What’s Going On with Massage Therapy Research?

By Cal Cates
[Massage Therapy as Health Care]

Takeaway

What we do and who we are as massage therapists needs to be more accurately reflected in massage therapy research.

I spent most of December and early January writing what’s called a narrative review for a peer-reviewed palliative medicine journal. In a nutshell, my task was to review the existing, published research about massage therapy in palliative care settings and populations. I chose to include settings and populations that would be considered “palliative eligible.” This means I included many studies about massage therapy and cancer, kidney disease, congestive heart failure, diabetes, and populations whose state of ill health would lend itself well to some improvement in their quality of life, which is the goal of palliative care. In order to achieve critical mass, it was necessary to include many studies in which the massage therapy was provided by people who are not massage therapists. 
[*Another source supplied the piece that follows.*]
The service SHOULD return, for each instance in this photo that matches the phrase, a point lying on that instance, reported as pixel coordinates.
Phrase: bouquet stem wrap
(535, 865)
I took many deep breaths. I don’t know of too many other disciplines with work that is covered by a garage band of “others” in the interest of science. For instance, you don’t have lay people or nurses offering physical therapy interventions to subjects in research studies and then calling it physical therapy research. I haven’t seen dermatologists being taught the basics of orthopedic surgery so they can, guided by a strict protocol, provide a knee replacement surgery for the sake of scientific research. 

The good news is that there is far too much research about “massage therapy” to go through the tens of thousands of studies to see how many of them involve interventions provided by trained, licensed massage therapists versus lay volunteers, nurses, or other non-massage therapists. I’m not sure I want to know how that comparison pans out, so it’s just as well. 

What I’m most curious about is what we hope to achieve with studies like these. Many of the studies I read, regardless of the provider of the hands-on intervention, were guided by strict protocols. These protocols offered very specific guidance not only about where to massage, for how long, and in what direction, but also about the amount and type of interpersonal interaction the research subject and the provider were permitted to have. 

It’s interesting to me that so many researchers choose to use such strict protocols given the unpredictability of the environments in which many of these studies took place (intensive care units, dialysis clinics, cancer centers) and of the health status of the people who were treated there. It’s even more curious that they would try to measure massage therapy by using it in a way that most practitioners of the discipline would not typically use it. 

Obviously, there is wide variability between what happens in a session I provide versus one you provide versus one provided by another person three counties over. This does present some problems when we’re trying to measure outcomes, but if we’re talking about autonomy and beneficence, two of the pillars of person-centered, ethical care, a strict protocol leaves both the provider and the receiver out in the cold. On top of that, we’re likely generating artificial “data” about an “intervention” that undermines the value of trained, licensed practitioners of massage therapy regardless of its success or failure. 

Certainly, in the case of something like craniosacral therapy, manual lymphatic drainage, or other hands-on interventions that specifically influence a directional system of pumps and vessels that work best in a certain sequence, a protocol is not only advisable, but also necessary for safety. But the studies I reviewed were measuring massage therapy’s effect on pain, anxiety, sleep, and other factors related to the experience of illness. How often are we using strict protocols in our practices? When we do use them, why do we do it, and what do we observe? Do any of those protocols require that we speak as little as possible with the person we are touching? When we say “protocol,” are we talking about five strokes this way, four strokes that way, wait 3 seconds, no return strokes, begin again? Or are we saying we begin by addressing this muscle group, then move on to that attachment or the area of that attachment, and then revisit the first group to assess, “deviating” as needed based on what we feel? 

We have to ask ourselves what we’re measuring and why. Do we want to measure the value of specific tissue manipulation, or do we want to measure the value of bringing the skill, insight, and humanity of an additional discipline into the experience? The latter holds much greater promise for the future of massage therapists in health care. Palliative massage therapy research will move our integration and practice forward when the studies we conduct about massage therapy’s effect on humans’ experiences reflect real-world situations mediated by practitioners of the discipline of massage therapy. 

We would be wise to look to social work and psychotherapy studies as well as nurse coaching interventions and other disciplines that recognize the inherent value in the interpersonal aspects of our work. Moving away from strict, mechanistic protocols will allow us to capture the ways we engage in real-time, evidence-based shifts in technique and approach when we come into contact with a person’s tissue and experience.

Thankfully, we are not machines. It’s time to stop trying to measure our value that way. 

Cal Cates is an educator, writer, and speaker on topics ranging from massage therapy in the hospital setting to end-of-life care and massage therapy policy and regulation. A founding director of the Society for Oncology Massage from 2007 to 2014 and current executive director and founder of Healwell, Cates works within and beyond the massage therapy community to elevate the level of practice and integration of massage overall and in health care specifically. Cates also is the co-creator of the podcasts Massage Therapy Without Borders and Interdisciplinary.